Leur longue moustache n’est tout bonnement qu’une nouvelle phase de l’empire des perruques : au lieu de pendre sur le dos, la queue vous pend maintenant sous le nez.

Je fus assez content du nouveau costume de cavalerie ; je dois en faire l’éloge : j’admire surtout l’armet à pique, le casque avec sa pointe d’acier sur le sommet.

Voilà qui est chevaleresque, voilà qui sent le romantisme du bon vieux temps, la châtelaine Jeanne de Montfaucon, les barons de Fouqué, Uhland et Tieck.

Cela rappelle si bien le moyen âge avec ses écuyers et ses pages, qui portaient la fidélité dans le cœur et un écu sur le bas du dos.

Cela rappelle les croisades, les tournois, les cours d’amour et le féal servage, et cette époque des croyants sans presse, où les journaux ne paraissaient pas encore.

Oui, oui, le casque me plaît ! il témoigne de l’esprit élevé de S. M. le spirituel roi de Prusse. C’est véritablement une saillie royale ; elle ne manque pas de pointe, grâce à la pique.

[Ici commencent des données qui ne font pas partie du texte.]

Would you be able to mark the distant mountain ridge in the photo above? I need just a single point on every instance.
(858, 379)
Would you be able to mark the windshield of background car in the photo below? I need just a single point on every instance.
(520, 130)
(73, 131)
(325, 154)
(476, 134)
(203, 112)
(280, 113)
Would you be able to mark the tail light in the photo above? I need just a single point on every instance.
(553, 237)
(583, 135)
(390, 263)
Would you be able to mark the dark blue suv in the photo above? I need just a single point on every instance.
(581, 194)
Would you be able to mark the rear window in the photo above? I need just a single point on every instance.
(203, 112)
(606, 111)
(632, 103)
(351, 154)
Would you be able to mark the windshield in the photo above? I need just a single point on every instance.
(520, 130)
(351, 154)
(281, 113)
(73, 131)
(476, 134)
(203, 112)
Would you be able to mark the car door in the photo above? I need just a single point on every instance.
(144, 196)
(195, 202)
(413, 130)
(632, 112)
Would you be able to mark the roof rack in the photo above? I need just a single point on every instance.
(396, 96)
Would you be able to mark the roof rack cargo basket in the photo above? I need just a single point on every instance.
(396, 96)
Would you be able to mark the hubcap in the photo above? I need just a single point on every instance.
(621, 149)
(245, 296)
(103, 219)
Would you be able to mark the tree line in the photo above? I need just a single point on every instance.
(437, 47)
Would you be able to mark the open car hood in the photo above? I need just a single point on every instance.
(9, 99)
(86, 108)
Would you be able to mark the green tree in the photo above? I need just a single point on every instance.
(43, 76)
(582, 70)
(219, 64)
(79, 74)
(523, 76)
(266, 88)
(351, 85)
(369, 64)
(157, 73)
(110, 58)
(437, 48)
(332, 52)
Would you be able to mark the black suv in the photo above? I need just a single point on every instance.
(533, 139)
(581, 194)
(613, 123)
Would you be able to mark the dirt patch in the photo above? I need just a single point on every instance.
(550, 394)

Seulement je crains, messires, quand l’orage s’élèvera, que cette pointe n’attire sur votre tête romantique les foudres plébéiennes les plus modernes.

À Aix-la-Chapelle, je revis, à l’hôtel de la poste, l’aigle de Prusse que je déteste tant ; il jetait sur moi des regards furieux.

Ah ! maudit oiseau ! si jamais tu me tombes entre les mains, je t’arracherai les plumes et je te rognerai les serres.

Puis je t’attacherai, dans les airs, au haut d’une perche, en point de mire d’un tir joyeux, et autour de toi j’appellerai les arquebusiers du Rhin.